I scrolled through the photographs — of marches, sit-ins and fire hoses turned full blast and pointed at women attired in cotton sundresses and men in pressed short sleeves — and that old feeling of unease spread through me. It hadn’t gone away — just as all of the vitriol and hate hurled at protesters and activists like Dr. King is now part of daily discourse on television and online. But the image that stopped me, the one I couldn’t scroll beyond, was by photographer Steve Schapiro: a still life, trenchant in its simplicity. It features Dr. King’s room at the Lorraine Motel in Memphis, Tennessee, just hours after his murder. There is a table with a Styrofoam cup, his half-unpacked suitcase with his shaving cream, folded clothes and a copy of his book “Strength to Love.” A television is tuned to the news — the visage of a sober-eyed anchorman with Dr. King’s image over his shoulder, floating. What has remained with me is King’s suitcase. He may have felt embattled, despondent and, at moments, as if he were searching for hope. But he’d packed his clothes, his shaving cream, his book — each a totem, each meant to be used the next day and the next: one step, next step.

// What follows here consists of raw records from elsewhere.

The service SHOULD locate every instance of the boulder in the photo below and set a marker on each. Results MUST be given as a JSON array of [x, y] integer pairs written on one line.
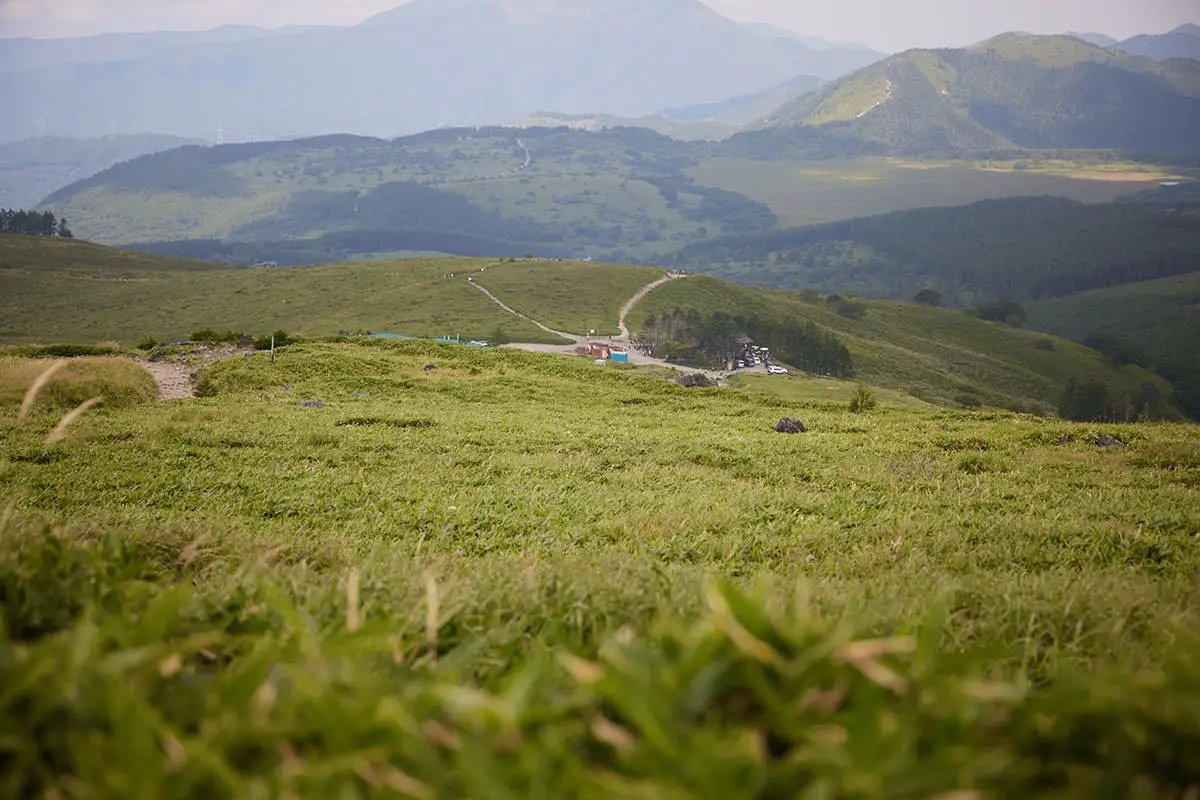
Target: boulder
[[787, 425]]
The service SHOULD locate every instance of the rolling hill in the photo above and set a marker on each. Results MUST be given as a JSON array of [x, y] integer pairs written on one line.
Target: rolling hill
[[399, 72], [486, 192], [933, 354], [1009, 92], [1020, 248], [1183, 42], [35, 168]]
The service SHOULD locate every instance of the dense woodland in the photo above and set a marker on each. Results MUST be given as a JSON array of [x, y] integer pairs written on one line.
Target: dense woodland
[[687, 336], [1020, 248], [33, 223]]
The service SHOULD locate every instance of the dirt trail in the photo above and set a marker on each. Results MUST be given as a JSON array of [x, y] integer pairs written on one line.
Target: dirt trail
[[174, 380], [635, 358], [174, 377]]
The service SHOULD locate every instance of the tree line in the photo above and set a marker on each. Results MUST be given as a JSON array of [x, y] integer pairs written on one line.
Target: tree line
[[33, 223], [687, 336]]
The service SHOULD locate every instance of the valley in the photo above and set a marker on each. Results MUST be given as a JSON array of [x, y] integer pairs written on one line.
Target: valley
[[599, 398]]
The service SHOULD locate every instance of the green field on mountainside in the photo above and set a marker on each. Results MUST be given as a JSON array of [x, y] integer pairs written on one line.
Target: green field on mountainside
[[486, 191], [529, 576], [813, 192], [1017, 248], [937, 355], [61, 290], [1162, 317]]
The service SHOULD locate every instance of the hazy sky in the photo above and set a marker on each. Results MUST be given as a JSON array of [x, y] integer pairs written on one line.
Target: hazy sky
[[885, 24]]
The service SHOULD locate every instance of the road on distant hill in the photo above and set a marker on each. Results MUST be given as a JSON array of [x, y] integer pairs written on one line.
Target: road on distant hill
[[624, 338]]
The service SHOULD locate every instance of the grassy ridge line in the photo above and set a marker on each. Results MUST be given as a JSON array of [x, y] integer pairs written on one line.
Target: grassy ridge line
[[930, 353], [568, 296], [492, 576], [1161, 316], [815, 192], [118, 299]]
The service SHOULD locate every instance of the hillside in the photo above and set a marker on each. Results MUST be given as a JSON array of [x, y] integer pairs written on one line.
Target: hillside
[[487, 192], [34, 168], [509, 58], [1020, 248], [1153, 323], [933, 354], [347, 573], [1011, 92], [1183, 42], [937, 355]]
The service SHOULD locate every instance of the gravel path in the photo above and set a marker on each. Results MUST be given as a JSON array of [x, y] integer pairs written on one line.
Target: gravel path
[[174, 380]]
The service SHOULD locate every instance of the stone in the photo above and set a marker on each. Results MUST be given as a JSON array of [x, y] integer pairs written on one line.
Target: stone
[[787, 425]]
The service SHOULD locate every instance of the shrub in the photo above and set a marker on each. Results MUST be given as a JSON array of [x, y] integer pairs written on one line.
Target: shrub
[[863, 400]]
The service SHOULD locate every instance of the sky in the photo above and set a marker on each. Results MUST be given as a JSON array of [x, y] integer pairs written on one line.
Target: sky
[[889, 25]]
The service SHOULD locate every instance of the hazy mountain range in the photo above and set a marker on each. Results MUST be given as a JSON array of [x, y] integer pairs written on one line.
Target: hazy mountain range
[[1011, 92], [426, 64]]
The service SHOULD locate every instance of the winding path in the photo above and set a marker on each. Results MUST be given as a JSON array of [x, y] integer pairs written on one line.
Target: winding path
[[635, 358]]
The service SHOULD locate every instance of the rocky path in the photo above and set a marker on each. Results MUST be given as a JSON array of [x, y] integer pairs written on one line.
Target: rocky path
[[174, 380]]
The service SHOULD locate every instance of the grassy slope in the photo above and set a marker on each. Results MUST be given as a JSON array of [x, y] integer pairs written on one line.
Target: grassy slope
[[565, 296], [573, 179], [259, 607], [100, 294], [1162, 316], [811, 192], [930, 353]]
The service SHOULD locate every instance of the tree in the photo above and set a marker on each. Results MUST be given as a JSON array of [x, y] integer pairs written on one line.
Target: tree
[[928, 298]]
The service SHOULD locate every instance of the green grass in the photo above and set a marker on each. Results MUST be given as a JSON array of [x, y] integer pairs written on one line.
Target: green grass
[[73, 292], [505, 578], [933, 354], [1161, 316], [807, 192], [568, 296]]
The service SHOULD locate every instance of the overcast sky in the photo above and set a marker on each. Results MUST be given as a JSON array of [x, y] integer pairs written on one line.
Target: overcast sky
[[886, 24]]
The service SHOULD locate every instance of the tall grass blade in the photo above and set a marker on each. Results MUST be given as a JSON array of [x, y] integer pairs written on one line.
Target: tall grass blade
[[60, 431], [35, 390]]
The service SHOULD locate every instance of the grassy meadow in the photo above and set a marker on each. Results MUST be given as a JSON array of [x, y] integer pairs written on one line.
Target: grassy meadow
[[814, 192], [517, 575], [60, 290]]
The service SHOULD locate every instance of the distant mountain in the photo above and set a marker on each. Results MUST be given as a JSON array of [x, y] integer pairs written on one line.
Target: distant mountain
[[485, 191], [1017, 248], [1011, 92], [34, 168], [424, 65], [745, 108], [106, 48], [1183, 42], [1098, 40]]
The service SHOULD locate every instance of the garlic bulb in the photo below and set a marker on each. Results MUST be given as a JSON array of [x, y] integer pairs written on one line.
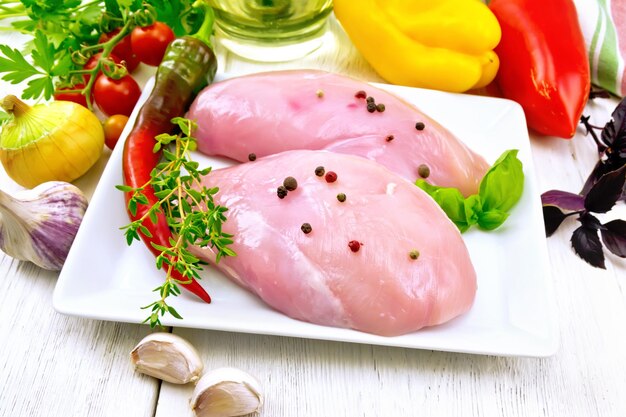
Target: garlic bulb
[[168, 357], [39, 225], [58, 141], [226, 392]]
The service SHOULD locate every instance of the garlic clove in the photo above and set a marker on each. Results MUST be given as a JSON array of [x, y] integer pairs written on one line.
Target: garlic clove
[[168, 357], [226, 392]]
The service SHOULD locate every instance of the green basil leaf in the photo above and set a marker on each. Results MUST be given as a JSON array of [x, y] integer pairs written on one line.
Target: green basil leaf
[[450, 200], [473, 209], [502, 186], [492, 219]]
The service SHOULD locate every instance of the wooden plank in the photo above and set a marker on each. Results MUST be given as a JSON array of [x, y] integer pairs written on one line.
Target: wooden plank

I represent my parents’ hope, their “blind trust,” their step into faith, their belief that tomorrow would be greater than today. We might have lost momentum, but we would stay afloat. In the darkest days, they trusted in a future they couldn’t see but kept the conviction that we, like they, would participate and help shape the future, through generational faith — move Dr. King’s “stone of hope” forward.

What this switchback on our long road forward has made me realize is that there is — and will always be — “mountaintops” to aim for, injustice to untangle, gains to protect. This darkness has trained our vision. It has made us look squarely at all the work that is yet-to-be finished: the heavy bitterness and hate that had been secreted into a closet’s dark corner. We don’t just check off the task, dust off our hands and move on; it takes constant vigilant effort.

Hope is not passive; it’s not idle. A still-grieving Baldwin wrote in a 1972 Esquire magazine essay about the weight of the absence of his compatriot and dear friend, Dr. King: “Perhaps even more than the death itself [but] the manner of death” revealed the country for what it was — in terrible disarray, if not broken. “The marchers and petitioners” who put their faith — their hope — in a “blank, vast generality” of the United States, Baldwin reflected, were let down. “[They] were forced to suppose the existence of an entity which, when the chips were down, could not be located — i.e., there are no American people yet,” he cautioned. “Perhaps, however, the moral of the story (and the hope of the world) lies in what one demands not of others, but of oneself.”